Material and Methods
Sample selection
In this study, 100 Iranian subjects were selected from among the patients referred to the genetics laboratory to carry out investigations to determine the etiology of various non-infectious genetic diseases. The participants have been genotyped and followed up for COVID-19 genetic risk factors for 2 years (2021-2023). Individuals under the age of 18 are one of the exclusion criteria. Information about SARS‐CoV‐2 infection was collected from a group of 100 selected individuals via a questionnaire administered to patients 34.
Genotype analysis
Blood samples taken from patients were washed with lysis buffer so that RBCs were separated. Then, genomic DNA was extracted from the WBCs through the salting-out method and the extracted DNA samples were stored at -20°C until analysis.
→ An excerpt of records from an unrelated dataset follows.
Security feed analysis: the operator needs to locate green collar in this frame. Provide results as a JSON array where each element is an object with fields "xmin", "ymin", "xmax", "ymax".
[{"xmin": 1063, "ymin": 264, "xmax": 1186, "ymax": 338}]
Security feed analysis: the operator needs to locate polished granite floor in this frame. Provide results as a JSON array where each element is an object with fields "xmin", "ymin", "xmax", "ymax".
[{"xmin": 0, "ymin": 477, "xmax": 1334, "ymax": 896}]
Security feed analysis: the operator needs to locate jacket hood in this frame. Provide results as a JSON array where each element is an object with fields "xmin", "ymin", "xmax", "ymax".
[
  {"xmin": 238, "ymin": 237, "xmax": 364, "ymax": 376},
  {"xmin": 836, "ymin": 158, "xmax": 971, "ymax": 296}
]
To assess the purity of the extracted DNA, the Optical Density (OD) of the samples was measured by spectrophotometry in a nanodrop device. The whole exome of 100 participants in this project was sequenced using the Illumina HiSeq 2500 platform with an average coverage of 50X 35. Informed written consent had been acquired from all participants. The study was approved by the ethics committee of the Kerman University of Medical Science. To have a brief review, after checking the read quality by measuring Quality Control (QC) score through the Phred scale, the raw reads aligned to the human reference genome assembly (GRCh38) using BWA. As well, VCF files of multi-sample were generated utilizing the GATK tool. All ACE2, TMPRSS2, TYK2, SLC6A20, and IFNAR2 variants were extracted for further analysis. Variants were annotated using the dbSNP, ClinVar, Varsome, and Franklin databases, which include population-oriented data on nucleotide and amino acid sequence changes. The highest population minor allele frequency (MAF) of all variants was checked to be less than 1%.
In-Silico analysis
Various bioinformatics software for molecular dynamics simulation has been used to determine the effect of the genetic variant on the amino acid sequence, including determining the effect of the variant on the primary transcripts of gene and alternative transcripts, as well as the potential effect of the variant on the function and tertiary structure of the protein. Data are also provided on Polyphen-2, SIFT, MutationTaster, FATHMM-MKL, and CADD scores.
Protein modeling
Most methods generate models interactively based on the user requests; For example, I-TASSER. Here, homology modeling was applied by the I-TASSER server to create the 3D structure of the trimeric studied protein that can calculate the effect of genetic variants on protein structure and stability. All files in PDB (Protein Data Bank) format were obtained from the I-TASSER server. UCSF ChimeraX was applied for the graphical visualization of molecules. The matchmaker tool was chosen to superimpose related structures without worrying about numbering or missing residues. This tool superimposes proteins by creating an alignment and then matches the aligned residues to the 3D structure. Also, all figures of 3D structures and alignments have been assembled with the UCSF ChimeraX software.
Statistical analysis
Statistical analysis was performed using SPSS version 26.0 software and GraphPad Prism 9.4 software was used to draw graphs. The Chi-Square statistical test was used to evaluate the association between different variants of human genes ACE2, TMPRSS2, TYK2, SLC6A20, and IFNAR2 with the severity and incidence rate of COVID-19. It should be noted that in all analyses the group without variants was considered as the reference group for calculating the Odds Ratio (OR). P-Value < 0.05 was considered statistically significant.